Politique de la recherche : le rôle clé de Pierre Mendès France
Après la Seconde Guerre mondiale, Pierre Mendès France a été le premier à proposer une véritable politique de recherche. S’il n’a pas pu lui-même la mettre en oeuvre, les principes et orientations qu’il a mis en avant ont été largement repris et restent pour beaucoup très actuels.
REPÈRES
De juin 1954 à février 1955, Pierre Mendès France est président du Conseil. Il prend comme conseiller pour les questions d’enseignement, de recherche et de jeunesse Jean-Louis Crémieux-Brilhac. Cet ancien des FFI, né en 1917, est l’un des organisateurs du Colloque de Caen en 1956. Historien, il sera cofondateur et directeur de la Documentation française, ce qui en fait un des meilleurs experts sur les rapports entre science et politique.
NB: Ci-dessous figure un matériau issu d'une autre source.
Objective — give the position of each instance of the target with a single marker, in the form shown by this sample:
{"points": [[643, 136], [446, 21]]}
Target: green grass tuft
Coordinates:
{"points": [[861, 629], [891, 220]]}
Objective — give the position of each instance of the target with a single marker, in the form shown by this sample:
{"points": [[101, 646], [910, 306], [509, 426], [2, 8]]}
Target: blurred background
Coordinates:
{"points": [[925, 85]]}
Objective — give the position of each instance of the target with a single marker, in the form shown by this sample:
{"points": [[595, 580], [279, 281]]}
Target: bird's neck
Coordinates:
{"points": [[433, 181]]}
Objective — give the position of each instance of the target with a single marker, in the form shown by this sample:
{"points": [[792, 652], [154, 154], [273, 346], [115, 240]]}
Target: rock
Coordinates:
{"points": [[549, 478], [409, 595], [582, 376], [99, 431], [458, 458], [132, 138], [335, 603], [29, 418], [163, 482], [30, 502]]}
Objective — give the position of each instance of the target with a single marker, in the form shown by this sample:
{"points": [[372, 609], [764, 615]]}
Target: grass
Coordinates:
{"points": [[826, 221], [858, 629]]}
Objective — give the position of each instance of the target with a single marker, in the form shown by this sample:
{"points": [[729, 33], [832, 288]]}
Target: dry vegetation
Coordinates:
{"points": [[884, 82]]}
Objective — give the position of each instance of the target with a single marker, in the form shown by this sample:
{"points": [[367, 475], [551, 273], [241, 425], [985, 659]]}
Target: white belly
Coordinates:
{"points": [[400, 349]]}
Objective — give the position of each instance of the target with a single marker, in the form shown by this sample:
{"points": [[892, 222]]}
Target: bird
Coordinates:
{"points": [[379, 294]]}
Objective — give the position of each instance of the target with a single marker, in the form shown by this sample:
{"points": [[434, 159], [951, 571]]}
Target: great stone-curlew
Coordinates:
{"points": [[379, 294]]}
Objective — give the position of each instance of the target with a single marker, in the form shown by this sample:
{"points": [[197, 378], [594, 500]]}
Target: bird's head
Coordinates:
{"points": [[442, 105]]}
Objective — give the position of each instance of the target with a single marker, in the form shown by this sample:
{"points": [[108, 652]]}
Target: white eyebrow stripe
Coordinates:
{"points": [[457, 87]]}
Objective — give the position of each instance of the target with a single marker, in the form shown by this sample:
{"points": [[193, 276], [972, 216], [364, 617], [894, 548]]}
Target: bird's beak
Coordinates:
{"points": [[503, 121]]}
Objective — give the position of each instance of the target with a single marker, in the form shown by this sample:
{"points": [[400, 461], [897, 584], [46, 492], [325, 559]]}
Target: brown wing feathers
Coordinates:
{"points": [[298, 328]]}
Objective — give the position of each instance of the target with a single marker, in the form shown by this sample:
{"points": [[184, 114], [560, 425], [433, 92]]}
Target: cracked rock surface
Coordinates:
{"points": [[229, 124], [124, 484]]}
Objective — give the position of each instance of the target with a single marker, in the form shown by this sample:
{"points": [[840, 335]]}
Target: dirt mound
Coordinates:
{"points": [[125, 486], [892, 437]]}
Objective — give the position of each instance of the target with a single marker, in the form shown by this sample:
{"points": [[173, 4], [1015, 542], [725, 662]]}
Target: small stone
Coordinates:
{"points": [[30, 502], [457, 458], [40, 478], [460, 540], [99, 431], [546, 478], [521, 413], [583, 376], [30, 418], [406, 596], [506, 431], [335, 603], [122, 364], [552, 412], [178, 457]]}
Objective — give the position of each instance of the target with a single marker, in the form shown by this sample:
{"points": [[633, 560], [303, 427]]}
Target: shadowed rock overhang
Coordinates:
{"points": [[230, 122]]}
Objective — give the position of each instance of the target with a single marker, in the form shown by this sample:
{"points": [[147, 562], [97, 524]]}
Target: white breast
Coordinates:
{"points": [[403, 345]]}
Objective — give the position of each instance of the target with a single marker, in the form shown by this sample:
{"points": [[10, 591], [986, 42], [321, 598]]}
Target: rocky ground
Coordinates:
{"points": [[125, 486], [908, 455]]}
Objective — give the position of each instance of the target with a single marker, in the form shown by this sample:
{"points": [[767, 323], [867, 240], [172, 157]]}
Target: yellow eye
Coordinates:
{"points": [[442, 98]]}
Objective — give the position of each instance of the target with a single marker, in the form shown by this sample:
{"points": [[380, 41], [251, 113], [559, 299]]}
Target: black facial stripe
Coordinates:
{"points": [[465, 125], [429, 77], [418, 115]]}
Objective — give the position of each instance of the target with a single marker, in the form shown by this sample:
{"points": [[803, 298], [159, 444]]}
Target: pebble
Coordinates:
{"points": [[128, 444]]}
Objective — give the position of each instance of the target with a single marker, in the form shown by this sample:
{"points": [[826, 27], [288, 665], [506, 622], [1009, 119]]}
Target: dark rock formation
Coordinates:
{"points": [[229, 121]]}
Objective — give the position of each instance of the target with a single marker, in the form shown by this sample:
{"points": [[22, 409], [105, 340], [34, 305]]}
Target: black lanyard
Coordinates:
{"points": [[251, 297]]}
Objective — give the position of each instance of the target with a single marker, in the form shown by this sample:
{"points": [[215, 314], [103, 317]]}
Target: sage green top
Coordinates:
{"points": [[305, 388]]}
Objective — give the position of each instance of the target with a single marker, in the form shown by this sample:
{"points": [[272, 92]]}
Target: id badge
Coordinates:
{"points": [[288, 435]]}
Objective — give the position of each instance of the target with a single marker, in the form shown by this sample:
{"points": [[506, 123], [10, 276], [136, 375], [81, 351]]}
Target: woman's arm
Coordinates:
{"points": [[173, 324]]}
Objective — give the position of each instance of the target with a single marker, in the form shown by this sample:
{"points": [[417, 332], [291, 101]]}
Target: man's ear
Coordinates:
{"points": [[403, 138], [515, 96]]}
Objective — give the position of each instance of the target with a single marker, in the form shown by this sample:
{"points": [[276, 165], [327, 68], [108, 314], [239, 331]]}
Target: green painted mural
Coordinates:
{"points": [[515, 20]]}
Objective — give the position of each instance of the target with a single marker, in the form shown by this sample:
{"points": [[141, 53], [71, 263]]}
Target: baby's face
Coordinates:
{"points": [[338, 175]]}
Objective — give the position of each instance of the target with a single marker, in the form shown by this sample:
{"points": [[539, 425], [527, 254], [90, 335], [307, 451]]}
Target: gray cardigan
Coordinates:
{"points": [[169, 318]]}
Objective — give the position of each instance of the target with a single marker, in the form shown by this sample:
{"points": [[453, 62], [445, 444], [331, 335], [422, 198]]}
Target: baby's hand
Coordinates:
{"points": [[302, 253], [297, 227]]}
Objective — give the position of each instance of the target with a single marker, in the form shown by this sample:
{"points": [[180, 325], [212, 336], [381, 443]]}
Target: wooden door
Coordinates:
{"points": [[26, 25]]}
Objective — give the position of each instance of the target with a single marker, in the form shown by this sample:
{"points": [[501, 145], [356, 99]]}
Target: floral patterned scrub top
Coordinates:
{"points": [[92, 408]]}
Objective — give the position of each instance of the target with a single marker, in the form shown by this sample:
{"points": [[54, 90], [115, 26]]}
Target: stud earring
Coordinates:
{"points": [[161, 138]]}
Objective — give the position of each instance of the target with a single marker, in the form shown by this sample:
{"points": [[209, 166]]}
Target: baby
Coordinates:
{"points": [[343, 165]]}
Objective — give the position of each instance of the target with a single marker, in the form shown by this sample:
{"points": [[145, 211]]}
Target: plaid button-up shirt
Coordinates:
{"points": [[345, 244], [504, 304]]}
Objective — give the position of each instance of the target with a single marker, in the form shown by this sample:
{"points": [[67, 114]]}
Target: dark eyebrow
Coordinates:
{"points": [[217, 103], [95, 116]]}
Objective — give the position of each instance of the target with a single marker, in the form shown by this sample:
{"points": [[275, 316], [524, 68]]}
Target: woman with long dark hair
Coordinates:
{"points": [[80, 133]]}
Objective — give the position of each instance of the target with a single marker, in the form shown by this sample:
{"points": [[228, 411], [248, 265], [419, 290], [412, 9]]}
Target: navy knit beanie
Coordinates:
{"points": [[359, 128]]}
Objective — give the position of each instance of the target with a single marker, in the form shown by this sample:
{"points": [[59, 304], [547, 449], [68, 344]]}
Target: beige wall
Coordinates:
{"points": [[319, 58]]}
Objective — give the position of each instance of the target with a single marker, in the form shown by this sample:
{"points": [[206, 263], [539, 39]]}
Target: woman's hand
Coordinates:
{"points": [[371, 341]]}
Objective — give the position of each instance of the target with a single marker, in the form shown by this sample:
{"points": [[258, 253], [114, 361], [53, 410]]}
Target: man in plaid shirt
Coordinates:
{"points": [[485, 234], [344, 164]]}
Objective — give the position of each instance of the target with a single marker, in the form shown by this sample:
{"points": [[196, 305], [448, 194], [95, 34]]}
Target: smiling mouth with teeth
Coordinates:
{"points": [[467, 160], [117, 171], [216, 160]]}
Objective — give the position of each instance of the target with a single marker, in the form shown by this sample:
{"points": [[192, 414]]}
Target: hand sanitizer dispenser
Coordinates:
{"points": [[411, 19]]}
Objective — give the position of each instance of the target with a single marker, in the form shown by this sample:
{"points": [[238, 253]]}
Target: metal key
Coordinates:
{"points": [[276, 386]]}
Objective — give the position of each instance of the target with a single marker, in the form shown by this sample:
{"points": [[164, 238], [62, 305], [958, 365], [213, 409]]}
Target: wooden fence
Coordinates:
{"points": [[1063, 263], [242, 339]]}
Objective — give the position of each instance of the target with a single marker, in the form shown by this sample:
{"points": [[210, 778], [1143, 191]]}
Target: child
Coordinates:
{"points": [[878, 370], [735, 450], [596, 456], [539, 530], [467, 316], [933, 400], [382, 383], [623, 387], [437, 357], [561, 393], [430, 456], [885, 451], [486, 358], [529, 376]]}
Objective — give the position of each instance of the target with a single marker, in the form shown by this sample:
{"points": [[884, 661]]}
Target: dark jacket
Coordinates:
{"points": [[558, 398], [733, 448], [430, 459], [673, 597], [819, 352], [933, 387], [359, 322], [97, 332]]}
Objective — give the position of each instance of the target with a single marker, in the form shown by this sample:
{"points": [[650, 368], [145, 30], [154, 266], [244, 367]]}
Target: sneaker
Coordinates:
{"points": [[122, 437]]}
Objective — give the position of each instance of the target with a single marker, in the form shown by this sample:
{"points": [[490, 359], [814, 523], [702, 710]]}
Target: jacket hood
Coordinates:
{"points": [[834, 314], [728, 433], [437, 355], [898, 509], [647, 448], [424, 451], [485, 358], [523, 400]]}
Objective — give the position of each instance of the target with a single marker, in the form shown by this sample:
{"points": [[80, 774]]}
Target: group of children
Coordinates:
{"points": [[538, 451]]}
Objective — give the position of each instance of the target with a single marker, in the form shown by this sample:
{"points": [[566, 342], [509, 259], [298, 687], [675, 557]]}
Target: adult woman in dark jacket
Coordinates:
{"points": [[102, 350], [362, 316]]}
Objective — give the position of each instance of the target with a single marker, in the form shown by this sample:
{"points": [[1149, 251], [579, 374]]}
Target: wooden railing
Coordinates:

La République a besoin de savants, leurs découvertes, le rayonnement qui s’y attache et leurs applications contribuent à la grandeur d’un pays. Or les crédits de la recherche sont dérisoires… Cette déclaration de Mendès France, devant l’Assemblée nationale, marque son discours pour l’investiture de président du Conseil le 3 juin 1953. Une déclaration inhabituelle, car si l’intervention du pouvoir politique dans le champ de la recherche a des précédents, depuis quinze ans, sauf en matière atomique, la recherche scientifique est un domaine qu’ignorent les gouvernements. Mendès France nomme un sous-secrétaire d’État à la recherche et crée un Conseil supérieur de la recherche scientifique relevant directement de l’hôtel Matignon et bénéficiant de crédits gouvernementaux automatiquement renouvelés. Son court passage au pouvoir ne suffit pas à implanter une politique de la recherche. Il militera pendant quinze ans pour une politique de la recherche que son crédit, puis le mouvement d’opinion qu’il suscite auront contribué à implanter définitivement. Il prouvera ce que peut, même en dehors du pouvoir, une volonté politique au service d’une grande cause.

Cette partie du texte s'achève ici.